Do Not Go Gentle into That Good Night
Disclaimer: Only the 'plot,' such as it is, is mine. The characters, as indeed the world of Harry Potter, still belong to JK Rowling.
Warning: Mention of character death. If you can't handle reading about the deaths of major – and perhaps, even loved – characters then please give this story a pass and try another.
Summary: Harry is old, very old. After recalling a phrase he read once, he reflects on two specific deaths …
.oOo. .oOo. .oOo. On with the story .oOo. .oOo. .oOo.
"Do not go gentle into that good night."
"What was that, Headmaster Potter?"
I turned around and growled at the portrait of Albus that hung behind my chair. He knows how much I hate being called that, especially by him. After glaring at the chuckling portrait and gaining no satisfaction in the action, I finally answered him. "I was just talking to myself … just remembering a line I read somewhere. It reminded me of that night … and another."
"And neither of you went 'gentle into that good night.'"

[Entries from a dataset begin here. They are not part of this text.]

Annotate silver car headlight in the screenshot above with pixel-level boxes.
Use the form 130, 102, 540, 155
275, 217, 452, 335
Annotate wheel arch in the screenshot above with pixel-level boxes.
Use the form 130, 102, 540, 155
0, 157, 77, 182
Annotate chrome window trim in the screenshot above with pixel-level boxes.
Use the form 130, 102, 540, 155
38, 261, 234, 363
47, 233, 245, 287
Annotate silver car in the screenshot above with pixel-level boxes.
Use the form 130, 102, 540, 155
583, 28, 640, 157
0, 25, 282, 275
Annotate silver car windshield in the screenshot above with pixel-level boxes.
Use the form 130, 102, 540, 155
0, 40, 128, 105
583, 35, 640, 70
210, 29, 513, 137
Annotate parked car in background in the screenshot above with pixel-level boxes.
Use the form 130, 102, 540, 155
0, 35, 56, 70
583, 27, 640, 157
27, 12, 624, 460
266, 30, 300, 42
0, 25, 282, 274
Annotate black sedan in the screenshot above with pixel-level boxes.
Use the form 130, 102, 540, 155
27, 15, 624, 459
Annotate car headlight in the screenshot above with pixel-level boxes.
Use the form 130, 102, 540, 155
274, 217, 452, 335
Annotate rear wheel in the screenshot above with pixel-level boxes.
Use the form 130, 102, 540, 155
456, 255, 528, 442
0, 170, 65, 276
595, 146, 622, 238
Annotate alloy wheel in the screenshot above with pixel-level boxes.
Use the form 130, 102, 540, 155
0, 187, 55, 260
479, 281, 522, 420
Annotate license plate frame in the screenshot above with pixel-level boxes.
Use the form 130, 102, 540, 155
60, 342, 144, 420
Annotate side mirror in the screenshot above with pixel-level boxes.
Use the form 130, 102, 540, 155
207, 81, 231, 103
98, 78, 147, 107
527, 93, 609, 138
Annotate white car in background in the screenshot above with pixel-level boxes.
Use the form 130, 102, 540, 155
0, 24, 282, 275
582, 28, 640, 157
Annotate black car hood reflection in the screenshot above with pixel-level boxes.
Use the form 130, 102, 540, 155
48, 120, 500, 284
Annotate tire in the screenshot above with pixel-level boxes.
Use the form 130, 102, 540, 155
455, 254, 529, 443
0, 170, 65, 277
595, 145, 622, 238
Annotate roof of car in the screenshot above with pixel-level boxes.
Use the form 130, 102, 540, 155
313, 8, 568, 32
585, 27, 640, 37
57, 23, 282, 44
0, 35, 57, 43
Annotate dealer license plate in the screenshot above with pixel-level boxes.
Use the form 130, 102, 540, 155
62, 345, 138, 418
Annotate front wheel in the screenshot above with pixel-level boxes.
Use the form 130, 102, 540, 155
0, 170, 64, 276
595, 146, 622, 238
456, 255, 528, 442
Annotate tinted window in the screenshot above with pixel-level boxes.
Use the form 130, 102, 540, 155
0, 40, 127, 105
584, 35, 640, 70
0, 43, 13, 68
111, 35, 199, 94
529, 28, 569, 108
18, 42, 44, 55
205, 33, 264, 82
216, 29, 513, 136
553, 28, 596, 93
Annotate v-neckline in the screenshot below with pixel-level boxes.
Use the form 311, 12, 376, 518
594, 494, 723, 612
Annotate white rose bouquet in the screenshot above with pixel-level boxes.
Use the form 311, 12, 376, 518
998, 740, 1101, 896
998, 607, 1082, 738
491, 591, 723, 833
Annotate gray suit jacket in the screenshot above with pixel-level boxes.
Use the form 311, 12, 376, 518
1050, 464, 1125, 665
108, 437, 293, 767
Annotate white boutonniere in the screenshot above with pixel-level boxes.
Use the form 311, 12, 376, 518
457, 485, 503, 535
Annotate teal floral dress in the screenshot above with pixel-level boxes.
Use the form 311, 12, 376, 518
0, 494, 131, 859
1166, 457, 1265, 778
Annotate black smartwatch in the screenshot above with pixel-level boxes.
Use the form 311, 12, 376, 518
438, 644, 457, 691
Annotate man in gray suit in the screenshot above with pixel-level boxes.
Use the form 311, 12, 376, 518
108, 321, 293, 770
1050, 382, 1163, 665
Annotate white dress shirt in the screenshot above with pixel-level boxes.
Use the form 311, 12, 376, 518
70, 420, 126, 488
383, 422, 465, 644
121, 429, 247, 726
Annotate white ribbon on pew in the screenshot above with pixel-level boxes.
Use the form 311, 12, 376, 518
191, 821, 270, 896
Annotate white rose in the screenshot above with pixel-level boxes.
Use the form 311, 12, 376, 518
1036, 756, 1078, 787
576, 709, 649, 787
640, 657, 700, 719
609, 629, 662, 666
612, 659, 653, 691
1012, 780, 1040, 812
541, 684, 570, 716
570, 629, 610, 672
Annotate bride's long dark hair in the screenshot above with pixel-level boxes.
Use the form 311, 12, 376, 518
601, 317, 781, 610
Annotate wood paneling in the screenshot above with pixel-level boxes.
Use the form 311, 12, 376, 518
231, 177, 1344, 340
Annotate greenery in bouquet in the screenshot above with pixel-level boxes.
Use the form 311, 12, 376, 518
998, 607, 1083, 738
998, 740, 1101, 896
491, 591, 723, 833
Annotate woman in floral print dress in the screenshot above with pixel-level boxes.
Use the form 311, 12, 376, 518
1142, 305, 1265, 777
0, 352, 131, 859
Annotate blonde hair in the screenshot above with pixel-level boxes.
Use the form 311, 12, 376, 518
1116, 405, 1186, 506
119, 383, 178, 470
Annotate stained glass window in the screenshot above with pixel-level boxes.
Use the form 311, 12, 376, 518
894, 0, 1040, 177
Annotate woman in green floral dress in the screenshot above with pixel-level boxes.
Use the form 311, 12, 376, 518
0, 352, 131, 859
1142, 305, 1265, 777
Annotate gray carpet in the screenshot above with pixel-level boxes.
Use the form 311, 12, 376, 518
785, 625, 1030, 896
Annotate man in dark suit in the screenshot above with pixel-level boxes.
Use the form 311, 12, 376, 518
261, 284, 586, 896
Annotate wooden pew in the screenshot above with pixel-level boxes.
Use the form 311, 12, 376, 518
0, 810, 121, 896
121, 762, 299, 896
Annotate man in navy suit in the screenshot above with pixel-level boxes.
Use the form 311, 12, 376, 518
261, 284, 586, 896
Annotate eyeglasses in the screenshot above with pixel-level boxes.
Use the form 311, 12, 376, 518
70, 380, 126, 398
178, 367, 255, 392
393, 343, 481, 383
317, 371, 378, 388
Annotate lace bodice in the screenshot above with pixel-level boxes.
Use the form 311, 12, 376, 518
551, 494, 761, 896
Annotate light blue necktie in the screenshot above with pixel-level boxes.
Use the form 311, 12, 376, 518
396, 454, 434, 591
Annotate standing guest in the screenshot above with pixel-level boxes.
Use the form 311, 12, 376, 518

The portrait of Albus sighed as he seated himself in his red and maroon brocade chair, "No, no, we did not, my dear boy."
I ground my teeth at the term of endearment, "I'm hardly your dear boy, Albus; I'm neigh on two-hundred-years-old now – older, I might add, than you were at the time of your departure for your 'next great adventure,' my dear boy."
Albus laughed out-right at that. Then collecting himself, he said with a sad smile, "Alas, I think of all of my former students as 'my dear boy' or girl, even you … Headmaster, though you are now of a greater age than I …"
I waved a hand at him to stop that train of thought. "You know, there have been more times than I can count that I've thought about those nights and how much I wish, or wished, I could have changed the outcomes."
"Destiny isn't always amenable to change, and those events that plague you lo these many years are but two examples."
"What plagues me, isn't so much the events as the … your eyes … and his. The looks in those eyes were so …"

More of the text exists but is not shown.